Pour ou contre : 4 évolutions fortes de l'arbitrage pour le Mondial 2026 passées au crible

Ce n'est pas un changement de règlement, mais des règles imposées aux arbitres pour fluidifier le jeu et un renforcement du pouvoir de la VAR. Pas sûr qu'elles soient toutes efficaces. Nous les avons analysées.

Pour ou contre : 4 évolutions fortes de l'arbitrage pour le Mondial 2026 passées au crible
Les arbitres ne vont plus lâcher leur chronomètres... Photo : BrokenSphere - CC BY 3.0

Ce n'est pas un changement de règlement, mais des règles imposées aux arbitres pour fluidifier le jeu et un renforcement du pouvoir de la VAR. Pas sûr qu'elles soient toutes efficaces. Nous les avons analysées.

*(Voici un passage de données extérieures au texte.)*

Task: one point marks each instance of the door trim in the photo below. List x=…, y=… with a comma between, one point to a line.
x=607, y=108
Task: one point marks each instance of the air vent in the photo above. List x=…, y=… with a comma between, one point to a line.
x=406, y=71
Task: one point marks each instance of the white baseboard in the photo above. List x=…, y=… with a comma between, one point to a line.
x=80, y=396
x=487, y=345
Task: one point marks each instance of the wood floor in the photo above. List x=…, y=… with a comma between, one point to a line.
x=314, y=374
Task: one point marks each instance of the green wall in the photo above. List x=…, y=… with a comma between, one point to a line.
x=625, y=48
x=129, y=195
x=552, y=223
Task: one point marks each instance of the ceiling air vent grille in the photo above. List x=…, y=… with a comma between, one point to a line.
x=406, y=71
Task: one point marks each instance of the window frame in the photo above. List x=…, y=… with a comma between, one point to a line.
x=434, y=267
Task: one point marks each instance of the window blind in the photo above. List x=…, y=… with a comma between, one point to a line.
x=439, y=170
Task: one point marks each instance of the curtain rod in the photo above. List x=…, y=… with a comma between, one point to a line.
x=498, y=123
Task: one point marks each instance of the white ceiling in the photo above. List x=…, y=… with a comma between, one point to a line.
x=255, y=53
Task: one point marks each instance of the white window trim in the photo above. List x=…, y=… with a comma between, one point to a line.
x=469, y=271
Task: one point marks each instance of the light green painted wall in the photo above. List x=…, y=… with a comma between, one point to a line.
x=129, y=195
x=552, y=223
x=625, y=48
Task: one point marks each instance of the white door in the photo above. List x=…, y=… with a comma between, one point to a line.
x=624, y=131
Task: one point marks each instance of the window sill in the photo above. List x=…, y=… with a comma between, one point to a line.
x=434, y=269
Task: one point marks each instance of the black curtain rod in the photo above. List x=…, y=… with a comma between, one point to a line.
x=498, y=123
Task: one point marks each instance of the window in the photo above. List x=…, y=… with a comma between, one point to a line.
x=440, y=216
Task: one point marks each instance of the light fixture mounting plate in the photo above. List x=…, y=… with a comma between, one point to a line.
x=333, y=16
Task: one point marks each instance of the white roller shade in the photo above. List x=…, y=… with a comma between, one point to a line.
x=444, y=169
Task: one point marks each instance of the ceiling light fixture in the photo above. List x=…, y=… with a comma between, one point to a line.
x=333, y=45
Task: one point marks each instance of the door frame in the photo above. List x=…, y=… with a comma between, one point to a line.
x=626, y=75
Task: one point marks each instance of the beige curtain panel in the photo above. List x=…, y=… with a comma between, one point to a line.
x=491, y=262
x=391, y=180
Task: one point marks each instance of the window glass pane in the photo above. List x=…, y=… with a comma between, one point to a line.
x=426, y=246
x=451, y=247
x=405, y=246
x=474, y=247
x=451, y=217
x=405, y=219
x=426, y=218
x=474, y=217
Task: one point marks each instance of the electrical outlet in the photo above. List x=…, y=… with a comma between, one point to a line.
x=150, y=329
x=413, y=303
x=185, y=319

Décidément, la Coupe du Monde 2026 ne ressemblera à aucune autre. Non seulement, la compétition planétaire va accueillir pour la première fois 48 équipes, mais en plus, elle va marquer une avancée significative au niveau de l’arbitrage. Et plus précisément, sur la façon d’interpréter le règlement. Pas de grande révolution à proprement parler, mais des consignes nouvelles pour les arbitres, et une utilisation de la VAR élargie. 

1er aménagement : un remplaçant aura 10 secondes maximum pour quitter le terrain

Où qu’il se trouve sur le terrain quand le panneau lumineux affiche son nom pour lui signifier qu’il est remplacé, un joueur a 10 secondes pour quitter le terrain (peu importe où). Si le joueur prend plus de temps, son remplaçant devra attendre au minimum une minute et le prochain arrêt de jeu, pour entrer sur le terrain. 

Notre avis : après la règle donnant un corner pour l’équipe adverse dans le cas où un gardien de but dépasse les 6 secondes pour dégager, les arbitres devront avoir un chrono dans la tête pour juger. Cet aménagement peut permettre d’éviter les pertes de temps, mais sera aussi source de polémiques arbitrales supplémentaires. D’ailleurs, la règle des 6 secondes n’est pas beaucoup plus appliquée qu’avant. 

2ème aménagement : un joueur soigné sur le terrain devra attendre avant de renter

Aujourd’hui, la règle impose qu’un joueur ayant subi un soin sur le terrain, par un membre de son staff médical, doit sortir. Souvent, on voit les joueurs se presser pour revenir sur le terrain. Cette fois, ce sera différent. Le joueur soigné devra passer au minimum une minute dehors, avant de retrouver ses partenaires. Excepté pour les blessures graves, les chocs à la tête et les fautes subies sanctionnées par l’arbitre). 

Notre avis : il s’agit d’éviter que les joueurs ne gagnent du temps volontairement, en simulant des blessures.  Au delà de l’aspect « chronomètre », l’arbitre va donc devenir médecin pour juger si une faute est « grave » ou non. Certaines blessures mineures peuvent nécessiter un soin (bombe de froid, massage rapide), notamment après un coup reçu, non sanctionné d’un jaune. Dans ce cas-là, l’équipe auteur de la faute sera la grande gagnante. 

3ème aménagement : un temps imparti pour faire une touche ou tirer un coup franc 

Si l’arbitre estime qu’une touche ou un coup de pied de but met trop de temps à être joué, il pourra lancer un compte à rebours de 5 secondes. Si le ballon n’est pas remis en jeu à temps, deux sanctions sont adaptées : touche donnée à l’adversaire quand le coup franc en la faveur d’une équipe se transforme en corner pour l’autre équipe.

Notre avis : c’est sans doute le point qui va créer le plus de polémiques. L’intention est louable, mais dans la pratique, cela semble très difficile à appliquer sans déclencher la colère des joueurs, des entraineurs, et surtout, des supporters. 

4ème aménagement : la VAR voit plus large

La VAR voit son application élargie. Désormais, elle peut intervenir en cas de deuxième carton jaune, jugée comme une erreur manifeste et entraînant un rouge. Exemple : le cas de Coulibaly (Monaco) contre le PSG.  La VAR pourra aussi revenir sur un corner accordé/refusé à tort, mais à condition qu’il y ait une erreur claire et manifeste.

Notre avis : ceux qui sont contre la VAR vont avoir deux fois plus de raisons d’être en colère. Comment décider devant un écran, par exemple, que le Monégasque Coulibaly ne méritait peut-être pas un deuxième jaune ? En faisant cela, on enlève encore un peu plus d’humanité à l’arbitrage. Il y a la faute, elle peut mériter d’être sanctionnée, mais selon le moment (après un premier jaune, alors qu’il reste beaucoup de temps à jouer…), ou l’état d’esprit du joueur, comme de l’équipe, la situation peut être vécue complètement différemment.